Mastiha has efficacy in immune-mediated inflammatory diseases through a microRNA-155 Th17 dependent action
Creators
- Charalampia Amerikanou1
- Efstathia Papada1
- Aristea Gioxari1
- Ilias Smyrnioudis2
- Stamatia-Angeliki Kleftaki1
- Evdokia Valsamidou1
- Victoria Bruns3
- Rajarshi Banerjee4
- Maria Giovanna Trivella5
- Natasa Milic6
- Milica Medić‐Stojanoska6
- Amalia Gastaldelli7
- Aimo Kannt8
- MAST4HEALTH1
- George V. Dedoussis1
- Andriana C. Kaliora1
- 1. Department of Nutrition and Dietetics, School of Health Science and Education, Harokopio University, Athens, Greece
- 2. Chios Mastic Gum Growers Association, Chios, Greece
- 3. Sanofi Research and Development, Industriepark Hoechst, D-65926 Frankfurt, Germany
- 4. Perspectum Ltd, Oxford, UK
- 5. ASST Grande Ospedale Metropolitano Niguarda, Milan, Italy
- 6. Faculty of Medicine, University of Novi Sad, Novi Sad, Serbia
- 7. Institute of Clinical Physiology National Research Council, Pisa, Italy
- 8. Fraunhofer Institute of Translational Medicine and Pharmacology ITMP, Frankfurt, Germany
Description
Mastiha is a natural nutritional supplement with known anti-inflammatory properties. Non-alcoholic fatty liver disease (NAFLD) and Inflammatory bowel disease (IBD) are immune mediated inflammatory diseases that share common pathophysiological features.
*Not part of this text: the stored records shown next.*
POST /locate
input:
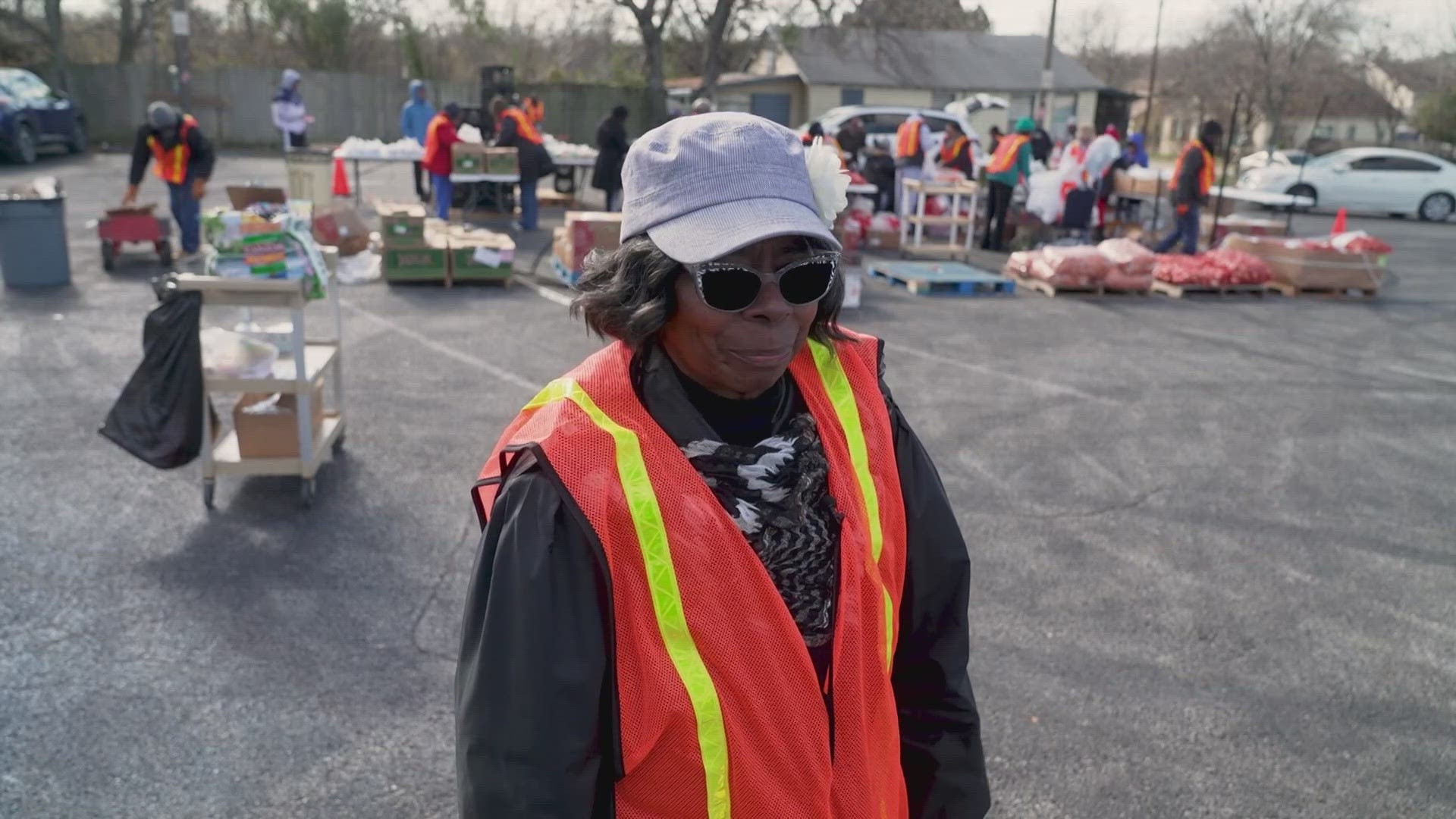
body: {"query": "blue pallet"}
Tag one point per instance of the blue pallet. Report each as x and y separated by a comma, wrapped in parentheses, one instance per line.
(943, 279)
(566, 278)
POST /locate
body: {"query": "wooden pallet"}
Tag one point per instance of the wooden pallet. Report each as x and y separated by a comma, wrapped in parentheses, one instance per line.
(941, 279)
(1334, 292)
(1180, 290)
(1041, 286)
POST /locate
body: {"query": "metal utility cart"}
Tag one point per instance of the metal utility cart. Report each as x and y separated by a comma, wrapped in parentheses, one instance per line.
(313, 362)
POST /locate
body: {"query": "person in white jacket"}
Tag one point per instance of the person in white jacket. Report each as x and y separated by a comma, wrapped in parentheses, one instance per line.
(290, 115)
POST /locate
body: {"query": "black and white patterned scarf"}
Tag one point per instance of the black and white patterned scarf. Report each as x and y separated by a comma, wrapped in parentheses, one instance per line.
(778, 494)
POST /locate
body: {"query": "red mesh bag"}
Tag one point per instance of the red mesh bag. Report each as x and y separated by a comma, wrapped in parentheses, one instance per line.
(1131, 264)
(1071, 267)
(1238, 267)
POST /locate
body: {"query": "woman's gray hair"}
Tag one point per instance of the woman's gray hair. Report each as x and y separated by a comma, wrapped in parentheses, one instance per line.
(629, 293)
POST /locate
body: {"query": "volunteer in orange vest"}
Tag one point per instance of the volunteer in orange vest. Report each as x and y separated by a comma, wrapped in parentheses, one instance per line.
(438, 161)
(1193, 177)
(910, 142)
(182, 158)
(514, 129)
(1009, 167)
(720, 576)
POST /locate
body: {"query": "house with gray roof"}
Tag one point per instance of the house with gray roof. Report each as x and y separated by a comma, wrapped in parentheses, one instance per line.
(807, 72)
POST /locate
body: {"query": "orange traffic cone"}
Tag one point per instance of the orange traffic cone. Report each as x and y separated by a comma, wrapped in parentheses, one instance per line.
(341, 178)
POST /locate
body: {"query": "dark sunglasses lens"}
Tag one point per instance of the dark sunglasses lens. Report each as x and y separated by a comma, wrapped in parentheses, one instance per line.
(730, 287)
(807, 283)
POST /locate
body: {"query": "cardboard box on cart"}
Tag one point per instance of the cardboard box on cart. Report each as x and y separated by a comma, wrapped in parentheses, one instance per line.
(270, 428)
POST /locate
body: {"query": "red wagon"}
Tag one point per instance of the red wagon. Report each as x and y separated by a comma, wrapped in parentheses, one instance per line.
(134, 224)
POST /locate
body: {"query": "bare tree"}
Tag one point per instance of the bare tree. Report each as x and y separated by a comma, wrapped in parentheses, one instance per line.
(134, 20)
(1273, 39)
(653, 18)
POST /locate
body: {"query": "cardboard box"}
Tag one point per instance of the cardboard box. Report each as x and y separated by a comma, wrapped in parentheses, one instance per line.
(343, 229)
(274, 433)
(402, 224)
(243, 196)
(479, 256)
(585, 232)
(881, 240)
(427, 262)
(1313, 268)
(468, 158)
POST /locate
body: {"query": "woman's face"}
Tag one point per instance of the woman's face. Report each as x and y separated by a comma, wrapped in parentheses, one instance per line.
(740, 354)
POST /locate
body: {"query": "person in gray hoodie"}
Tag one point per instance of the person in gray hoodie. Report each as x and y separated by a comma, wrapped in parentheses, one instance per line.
(414, 121)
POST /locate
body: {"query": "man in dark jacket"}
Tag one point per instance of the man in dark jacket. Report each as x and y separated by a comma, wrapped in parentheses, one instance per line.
(1193, 177)
(612, 149)
(184, 161)
(514, 129)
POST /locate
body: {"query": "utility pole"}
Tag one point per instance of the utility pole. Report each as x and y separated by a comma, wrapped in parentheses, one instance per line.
(1046, 69)
(181, 63)
(1152, 74)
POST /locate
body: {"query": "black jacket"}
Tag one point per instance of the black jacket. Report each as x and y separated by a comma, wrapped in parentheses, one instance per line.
(536, 707)
(200, 159)
(612, 150)
(533, 159)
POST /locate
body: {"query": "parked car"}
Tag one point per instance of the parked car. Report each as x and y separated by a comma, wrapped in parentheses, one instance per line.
(34, 115)
(881, 121)
(1379, 180)
(1263, 159)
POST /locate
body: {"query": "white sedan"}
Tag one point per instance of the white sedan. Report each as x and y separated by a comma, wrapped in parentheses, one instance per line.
(1379, 180)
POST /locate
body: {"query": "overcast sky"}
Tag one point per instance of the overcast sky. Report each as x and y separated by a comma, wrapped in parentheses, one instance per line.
(1417, 25)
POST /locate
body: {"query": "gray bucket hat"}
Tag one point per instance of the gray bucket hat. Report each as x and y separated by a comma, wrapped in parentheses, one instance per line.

Mastiha has shown beneficial effects in both diseases. MicroRNAs have emerged as key regulators of inflammation and their modulation by phytochemicals have been extensively studied over the last years. Therefore, the aim of this study was to investigate whether a common route exists in the anti-inflammatory activity of Mastiha, specifically through the regulation of miRNA levels. Plasma miR-16, miR-21 and miR-155 were measured by Real-Time PCR before and after two double blinded and placebo-controlled randomized clinical trials with Mastiha. In NAFLD, miR-155 decreased in the placebo group (p=0.054) whereas it remained unchanged in the Mastiha group. In all IBD and particulary in ulcerative colitis patients in relapse, miR-155 increased in the placebo group (p=0.054) whereas this increase was prevented by Mastiha. The mean changes were different in the two groups even after adjusting for age, sex and BMI (p=0.024 for IBD and p=0.042 for ulcerative colitis patients in relapse). Our results propose a regulatory role for Mastiha in circulating levels of miR-155, a critical player in T helper-17 (Th17) differentiation and function.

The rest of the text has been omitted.